The latest example occurred last month when Croatian player Josip Simunic led fans in a Nazi-era chant after defeating Iceland in a playoff game.  “For the Homeland. Ready!” was the official chant of the puppet regime that ruled Croatia from 1941-1945.  For this Simunic has been banned from travelling with the Croatian team to the World Cup this summer.

Idealizing the Nazi era has become a strange iteration of xenophobic sentiment, finding its most shocking success in Greece’s Golden Dawn political party.  This openly Neo-Nazi movement garnered 7 percent of the popular vote in the 2012 Greek national elections and currently hold 18 seats in the Hellenic parliament.  A new report by Human Rights Watch states that anti-immigrant violence has reached alarming proportions.  Just as concerning, police and government authorities are failing to act, providing tacit approval to Golden Dawn or even acting in complicity with the violence.

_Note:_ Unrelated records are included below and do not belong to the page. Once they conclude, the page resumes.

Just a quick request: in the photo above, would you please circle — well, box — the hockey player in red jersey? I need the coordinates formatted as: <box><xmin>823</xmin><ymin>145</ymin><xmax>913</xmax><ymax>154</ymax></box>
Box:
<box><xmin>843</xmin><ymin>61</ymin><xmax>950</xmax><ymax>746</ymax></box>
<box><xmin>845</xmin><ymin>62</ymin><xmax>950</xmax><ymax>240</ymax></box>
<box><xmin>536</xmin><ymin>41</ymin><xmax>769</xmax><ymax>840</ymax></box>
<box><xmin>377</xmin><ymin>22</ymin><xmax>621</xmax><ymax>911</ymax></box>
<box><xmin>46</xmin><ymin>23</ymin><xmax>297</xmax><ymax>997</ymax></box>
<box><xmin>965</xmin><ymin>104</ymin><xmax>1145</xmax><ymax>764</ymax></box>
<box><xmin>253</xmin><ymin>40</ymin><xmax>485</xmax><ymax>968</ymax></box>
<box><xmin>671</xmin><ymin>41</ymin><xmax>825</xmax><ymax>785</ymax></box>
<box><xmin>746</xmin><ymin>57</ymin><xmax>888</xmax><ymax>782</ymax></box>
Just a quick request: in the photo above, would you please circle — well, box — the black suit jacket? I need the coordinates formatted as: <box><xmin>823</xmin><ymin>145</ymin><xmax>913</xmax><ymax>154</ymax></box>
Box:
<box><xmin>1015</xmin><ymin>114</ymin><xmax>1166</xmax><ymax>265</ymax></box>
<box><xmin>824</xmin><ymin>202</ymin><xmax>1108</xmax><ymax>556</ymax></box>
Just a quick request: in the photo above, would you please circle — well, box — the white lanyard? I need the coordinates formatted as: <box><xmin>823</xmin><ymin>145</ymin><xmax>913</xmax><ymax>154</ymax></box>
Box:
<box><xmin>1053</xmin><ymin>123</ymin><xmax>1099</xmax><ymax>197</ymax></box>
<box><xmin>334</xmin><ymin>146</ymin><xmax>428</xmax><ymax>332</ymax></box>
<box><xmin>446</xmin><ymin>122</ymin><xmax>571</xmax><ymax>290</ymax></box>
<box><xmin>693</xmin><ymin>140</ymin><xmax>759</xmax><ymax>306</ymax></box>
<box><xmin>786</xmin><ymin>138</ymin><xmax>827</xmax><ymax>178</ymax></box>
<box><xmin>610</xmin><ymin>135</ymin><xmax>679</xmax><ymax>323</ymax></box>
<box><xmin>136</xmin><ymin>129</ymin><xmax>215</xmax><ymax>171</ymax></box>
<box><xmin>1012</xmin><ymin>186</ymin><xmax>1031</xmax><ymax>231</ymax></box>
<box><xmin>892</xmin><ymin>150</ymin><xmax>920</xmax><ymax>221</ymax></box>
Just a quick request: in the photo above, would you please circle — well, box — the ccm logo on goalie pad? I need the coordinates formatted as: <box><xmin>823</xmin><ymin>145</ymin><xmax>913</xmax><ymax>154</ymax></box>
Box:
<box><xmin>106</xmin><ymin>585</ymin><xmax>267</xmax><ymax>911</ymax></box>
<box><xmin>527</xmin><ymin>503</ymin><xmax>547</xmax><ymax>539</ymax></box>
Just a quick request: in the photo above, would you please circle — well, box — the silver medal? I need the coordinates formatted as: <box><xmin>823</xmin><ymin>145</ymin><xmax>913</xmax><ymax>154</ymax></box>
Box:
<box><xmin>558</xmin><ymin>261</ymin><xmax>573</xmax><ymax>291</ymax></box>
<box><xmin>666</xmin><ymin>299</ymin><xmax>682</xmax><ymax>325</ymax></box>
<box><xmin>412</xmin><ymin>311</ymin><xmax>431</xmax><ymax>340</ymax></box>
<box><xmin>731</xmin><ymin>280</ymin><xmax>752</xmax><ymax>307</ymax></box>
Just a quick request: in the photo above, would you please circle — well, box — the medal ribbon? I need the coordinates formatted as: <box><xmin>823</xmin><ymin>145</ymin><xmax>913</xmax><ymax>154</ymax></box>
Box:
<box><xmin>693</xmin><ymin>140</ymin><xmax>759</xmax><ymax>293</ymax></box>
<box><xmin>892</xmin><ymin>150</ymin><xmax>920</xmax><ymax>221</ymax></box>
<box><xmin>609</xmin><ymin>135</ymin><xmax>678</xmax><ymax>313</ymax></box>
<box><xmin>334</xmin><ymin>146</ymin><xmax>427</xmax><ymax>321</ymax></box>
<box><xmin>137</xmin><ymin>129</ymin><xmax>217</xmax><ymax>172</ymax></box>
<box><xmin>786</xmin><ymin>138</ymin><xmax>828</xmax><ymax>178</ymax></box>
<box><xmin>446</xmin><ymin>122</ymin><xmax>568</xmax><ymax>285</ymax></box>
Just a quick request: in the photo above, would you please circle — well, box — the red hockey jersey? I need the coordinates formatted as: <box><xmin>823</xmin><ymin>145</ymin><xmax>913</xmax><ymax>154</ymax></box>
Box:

On the soccer pitch in March, Giorgos Katidis recently celebrated a game winning goal by running to supporters and giving the Nazi salute before being swarmed by team mates in celebration.  After punishment, members of his team, AEK Athens, went on to defend him as a victim.

In Italy, superstar Mario Balotelli has been the recipient of abuse from Italian and Spanish fans who have chanted racist epithets, made monkey sounds, and even thrown inflatable bananas on the field.  In 2012, Ghanaian player Kevin Prince-Boateng famously walked off the pitch with his teammates in protest at Italian abuse. 

For the third year in a row this August, fans of Hungarian team Ferencvaros flew a flag honoring Laszlo Csatary at their match against MTK Budapest FC.  MTK Budapest has historic ties to the Jewish community in Budapest and Csatary, the Hungarian commander of the Kassa internment camp in Slovakia during World War II, tortured Jews and deported thousands to their deaths.  For his role in recently seeking to bring Csatary to justice, the fans last year made a sign claiming the mother of Efraim Zuroff of the Simon Wiesenthal Center to be a whore.  The year previous they commemorated a Jewish blood libel.  The Hungarian Football Federation has not banned these displays or taken any punitive action.

In the lead-up to the 2012 Euro Cup in Poland and the Ukraine, BBC1 produced a documentary entitled “Stadiums of Hate” detailing racist and anti-semitic violence in the football culture in those countries.  Poland and Ukraine football representatives responded cowardly, claiming that racism wasn’t a problem, but even if it did exist, it existed in other countries, too.  When faced with the evidence provided in the documentary, the tournament organizer UEFA refrained from criticism, responding that holding the Euro Cup in these countries was an opportunity to challenge racism.
 
In Ukraine the nexus of sports and politics is currently on display in Independence Square.  A major nationalist party opposing President Yanukovich and his turn to Russia is Svoboda, a party founded by World War II partisans loosely aligned with Nazi Germany and that until 2004 provocatively called itself the Social-Nationalist party.  Its red and black flag is displayed ubiquitously in the current protests, but has been banned in football stadiums by FIFA as a racist symbol.


It’s shocking to see crude racism and xenophobia have such potency in the 21st century.  Scapegoating, however, may be an inherent part of human culture.  It certainly is one more reason to hope economic conditions turn around soon.